🩰 ~AILÉN MITCHELL~ 🩰
La puerta de la habitación se abre y Nancy, una de las enfermeras del hospital entra, trayendo una bandeja con mi comida. Me mira y sonríe. Todas son bastante amables y me tratan muy bien. Me cargan en brazos, me bañan, me peinan, me dan masajes en las piernas para mantener la circulación de la sangre, masajes lumbares y también me dan ánimos. A veces debo fingir que estoy bien solo por darles el gusto, cuando la realidad es otra. No estoy bien. Ni física y mucho menos mentalmente.
—¿Cómo estás hoy, Ailén? —pregunta, caminando hasta mi cama. Se acerca a una mesa y coloca allí la bandeja, mientras se agacha para buscar el control de la cama para darle inclinación y así yo pueda estar en una posición sentada.
—Estoy muy bien, gracias —respondo—. ¿Y tú?
—Yo muy bien. Hoy mi novio y yo estamos cumpliendo dos años de relación y me llevará a cenar a un muy buen restaurante de la ciudad —me comenta con entusiasmo, cuando mete los brazos tras mi espalda y me ayuda a sentarme.
—¿De verdad? Pues espero que tengan una preciosa velada —manifiesto.
Acomoda las almohadas atras de mí para que le sirvan de soporte a mi espalda y baja el soporte para la bandeja, colocándolo frente a mí. Luego va a la mesa a traer la bandeja.
—Gracias, Ailén. Eres muy amable.
—Oye, y entre otras cosas, ¿no sabes si han seguido insistiendo en hablarle a mi padre para que venga a verme? —pregunto.
Voltea a verme y noto cómo suspira. Vuelve a coger la bandeja y regresa a la cama, trayéndola.
—Sí se le ha seguido llamando, Ailén, pero sigue sin responder. Creo que ha bloqueado los números del hospital, porque ahora manda directamente al buzón de voz.
Apoya la bandeja en el soporte para que yo coma: Hay sopa de tomate, ensalada jardinera, pollo a la parmesana, gelatina de naranja como postre y para tomar, jugo de sandía y agua.
Me han dado mucha agua para que mi cuerpo se hidrate.

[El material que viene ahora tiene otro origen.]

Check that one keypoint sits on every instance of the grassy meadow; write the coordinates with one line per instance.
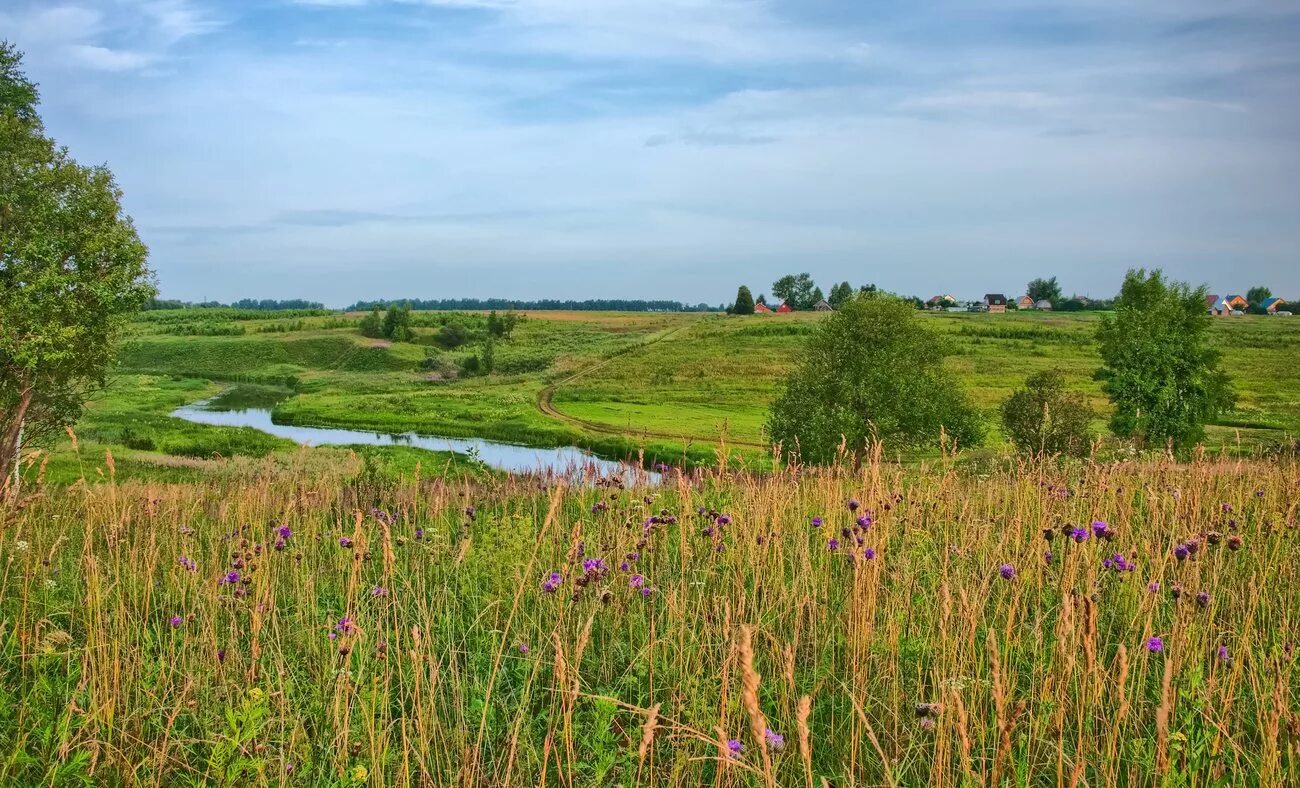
(1084, 624)
(687, 389)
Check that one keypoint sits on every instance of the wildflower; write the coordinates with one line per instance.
(775, 741)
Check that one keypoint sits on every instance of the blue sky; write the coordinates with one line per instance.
(674, 148)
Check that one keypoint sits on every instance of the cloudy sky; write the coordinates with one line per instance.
(674, 148)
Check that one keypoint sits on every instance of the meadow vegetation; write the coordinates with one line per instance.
(1091, 623)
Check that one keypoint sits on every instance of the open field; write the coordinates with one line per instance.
(298, 627)
(672, 385)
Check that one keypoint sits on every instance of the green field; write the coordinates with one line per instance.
(675, 386)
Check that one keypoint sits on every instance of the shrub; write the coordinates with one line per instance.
(1043, 418)
(871, 371)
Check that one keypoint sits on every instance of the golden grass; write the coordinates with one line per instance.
(428, 653)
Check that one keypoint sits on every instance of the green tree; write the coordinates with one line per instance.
(1044, 418)
(871, 371)
(794, 289)
(372, 325)
(1044, 290)
(72, 273)
(744, 302)
(1158, 368)
(397, 323)
(840, 294)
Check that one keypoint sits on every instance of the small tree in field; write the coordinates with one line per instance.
(1043, 418)
(871, 371)
(72, 273)
(744, 302)
(1158, 367)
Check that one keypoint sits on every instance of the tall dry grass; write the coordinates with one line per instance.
(395, 639)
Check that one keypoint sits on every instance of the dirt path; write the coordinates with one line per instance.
(547, 407)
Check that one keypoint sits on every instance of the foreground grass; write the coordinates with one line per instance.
(399, 632)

La comida en este hospital es una delicia y el exquisito aroma golpea mis fosas nasales, pero nada de eso me quita el desánimo que siento, al saber que durante todos estos días, ya casi una semana desde que desperté del coma, mi padre no se ha tocado el corazón y no ha venido a verme.
—Pero no te desanimes, Ailén —la enfermera me acaricia la cabeza y el cabello con dulzura—. Al menos tu esposo sí ha venido todos los días al hospital.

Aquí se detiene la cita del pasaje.